To get from this initial population of unfit designs to an optimum, new populations are created in successive generations by applying two genetic operators – crossover and mutation. In crossover, pairs of designs are selected at random based on their fitness and combined together taking the best features of the parent designs to produce a new child design in the next generation. In the case of mutation, a design is selected, again based on fitness, and this time a child is produced by randomly altering some features of the parent. Additionally, a proportion of the best designs from the previous population is retained within the gene pool. The fitness of agents in the new population are calculated and the process repeated until an optimal solution is reached.
One benefit of genetic programming is that the fitness function can be tailored to any measurable objective. For example, as well as reducing material costs, if it is desirable to reduce waste or construction time on-site for example, then the fitness function can be modified to penalise extra waste material or extra installation time for example.
Benefits of AI
It is estimated that the construction industry in the UK generates four million tonnes of waste each year. This problem can be largely solved using optimisation techniques such as genetic programming. Optimising the construction design processes with the help of AI is expected to bring the following benefits:
Reduce materials wastage. There are approximately 100 linear metres of joists in an average house, weighing around 300 kg. The average material saving from an AI-optimised design is 8%-10% - typically 25kg of wood waste saved per house. With 160,000 houses being built in the UK per annum, an estimated 4000 tonnes of wood waste can be saved each year.

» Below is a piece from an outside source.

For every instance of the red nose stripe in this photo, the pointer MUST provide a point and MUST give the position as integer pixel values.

Increase efficiency and speed of the design process. From Staircraft’s experience over the past two years DAISY AI reduces time spent on design by at least 50%, and also leads to an improvement in overall design consistency and quality. Furthermore, DAISY can be set to work 24/7 – so as well as being more consistent and over x2 quicker than human designers, it can also work x5 more hours each week.
Minimise transportation costs and pollution on construction sites. An estimated 160,000 floors are delivered on 32,000 lorry trips per annum. An 8% material saving will mean more floors can go on these lorries and 2500 deliveries will be saved per annum. The average lorry round trip is circa 500miles — so 1,250,000 miles can be saved per annum resulting in lower pollution.

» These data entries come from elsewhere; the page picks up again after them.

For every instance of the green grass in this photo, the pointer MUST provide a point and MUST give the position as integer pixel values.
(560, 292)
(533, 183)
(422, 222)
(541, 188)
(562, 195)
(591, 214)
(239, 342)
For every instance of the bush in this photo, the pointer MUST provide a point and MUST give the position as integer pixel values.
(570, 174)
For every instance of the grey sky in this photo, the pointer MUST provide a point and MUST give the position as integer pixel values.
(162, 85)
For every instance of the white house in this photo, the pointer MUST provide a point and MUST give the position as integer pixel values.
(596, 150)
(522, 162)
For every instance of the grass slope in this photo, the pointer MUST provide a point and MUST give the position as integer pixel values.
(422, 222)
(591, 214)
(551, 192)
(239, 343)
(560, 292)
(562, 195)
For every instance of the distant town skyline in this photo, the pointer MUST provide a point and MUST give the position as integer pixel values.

Reduce construction costs. More efficient floor designs mean savings in construction time on-site, with less wood being cut in manufacturer’s factories resulting in circa 10% factory savings in cutting and materials handling. Carpenters will also be able to fit 10% more floors, meaning they can be more productive and profitable than at present.
Having solved the timber floor design conundrum, DAISY AI is now setting its sights on adapting its algorithms to design floor cassettes, timber wall panels, CLT and timber roof design, eventually aiming to deliver a fully integrated whole house design. The opportunities are limitless, and we are excited by the transformational effect this could have on the timber design process in future.